As a savvy business seller you will want to do everything in your control to prepare your business for sale. It’s the smart thing to do.
How can you prepare your business for sale:
- Give yourself time
- Have CPA prepared financial statements
- Make yourself redundant
- Demonstrate future potential with current growth
- Become independent of any one customer/ supplier / employee
- Have a strong cash flow
- Build a client base who give recurring Revenue
- Have a strong brand and marketing System
- High customer satisfaction levels
1. Time
The more time you have to prepare the better. Ideally 3 to 5 years, Yes YEARS! To get the highest offers possible requires laying significant groundwork; as you will see in (2)-(9).
2. Financial Statements
These somewhat boring annual scorecards are the backbone to presenting your business to a buyer and their due diligence team. The more credible the information the better. CPA prepared is the starting point. This is often referred to as a ‘compilation’. A ‘Review’ is the next level up. These offer limited assurance that the numbers are accurate. ‘Audit’ is the top level and is a requirement for all publicly listed companies.

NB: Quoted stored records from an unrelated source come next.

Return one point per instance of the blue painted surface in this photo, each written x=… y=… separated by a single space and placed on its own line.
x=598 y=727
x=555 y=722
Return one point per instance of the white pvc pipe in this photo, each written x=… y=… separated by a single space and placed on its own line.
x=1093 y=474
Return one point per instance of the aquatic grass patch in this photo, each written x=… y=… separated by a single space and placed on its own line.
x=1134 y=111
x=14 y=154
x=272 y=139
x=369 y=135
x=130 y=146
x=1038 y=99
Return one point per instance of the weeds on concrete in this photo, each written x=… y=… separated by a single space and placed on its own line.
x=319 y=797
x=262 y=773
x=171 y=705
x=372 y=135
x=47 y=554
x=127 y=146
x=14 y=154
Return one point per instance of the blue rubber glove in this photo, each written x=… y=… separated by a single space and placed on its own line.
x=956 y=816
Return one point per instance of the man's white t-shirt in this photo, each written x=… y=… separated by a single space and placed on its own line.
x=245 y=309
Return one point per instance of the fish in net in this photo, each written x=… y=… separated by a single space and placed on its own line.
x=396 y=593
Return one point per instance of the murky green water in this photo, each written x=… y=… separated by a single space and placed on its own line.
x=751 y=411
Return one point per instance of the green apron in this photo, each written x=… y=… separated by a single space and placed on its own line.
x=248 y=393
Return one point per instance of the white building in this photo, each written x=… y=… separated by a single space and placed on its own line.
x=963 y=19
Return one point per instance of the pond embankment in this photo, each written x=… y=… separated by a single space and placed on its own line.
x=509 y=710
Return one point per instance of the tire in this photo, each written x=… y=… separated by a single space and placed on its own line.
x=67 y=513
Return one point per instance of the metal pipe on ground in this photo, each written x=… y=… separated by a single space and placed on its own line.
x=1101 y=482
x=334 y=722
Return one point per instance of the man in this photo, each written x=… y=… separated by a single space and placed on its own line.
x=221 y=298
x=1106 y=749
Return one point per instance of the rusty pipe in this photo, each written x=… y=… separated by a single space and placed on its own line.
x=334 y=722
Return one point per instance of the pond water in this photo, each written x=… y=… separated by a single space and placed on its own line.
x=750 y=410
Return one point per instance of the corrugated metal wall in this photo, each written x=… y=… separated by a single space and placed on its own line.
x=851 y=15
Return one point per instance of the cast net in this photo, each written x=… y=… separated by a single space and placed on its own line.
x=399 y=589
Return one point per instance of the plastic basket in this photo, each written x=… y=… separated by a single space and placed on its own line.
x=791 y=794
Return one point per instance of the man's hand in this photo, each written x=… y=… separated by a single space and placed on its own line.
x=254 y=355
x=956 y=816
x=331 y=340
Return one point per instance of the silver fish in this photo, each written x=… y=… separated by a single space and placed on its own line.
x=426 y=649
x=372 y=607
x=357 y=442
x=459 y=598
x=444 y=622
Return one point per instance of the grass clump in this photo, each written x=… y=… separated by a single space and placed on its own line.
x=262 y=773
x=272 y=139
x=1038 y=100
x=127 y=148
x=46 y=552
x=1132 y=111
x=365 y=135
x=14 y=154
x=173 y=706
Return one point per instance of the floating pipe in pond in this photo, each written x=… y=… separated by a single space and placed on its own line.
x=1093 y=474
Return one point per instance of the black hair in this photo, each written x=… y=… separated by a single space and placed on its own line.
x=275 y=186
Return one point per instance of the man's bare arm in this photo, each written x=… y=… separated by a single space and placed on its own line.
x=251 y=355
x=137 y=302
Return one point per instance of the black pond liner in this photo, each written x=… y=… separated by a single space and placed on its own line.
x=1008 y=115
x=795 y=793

3. Make Yourself Redundant
A new owner does not want a business that revolves around you, and you don’t want to be there either. Work to remove yourself from as many of the operational decisions as possible. Systems, procedures and checklists should be in writing and your team should be well trained so bring on a team member who can be the day to day manager or Chief Operations Officer, if you want to get fancy. Keep to high level financial review and strategic planning and of course emergencies.
4. Growth and Future Potential
A motivated buyer is looking to the future. What do you have to demonstrate that potential?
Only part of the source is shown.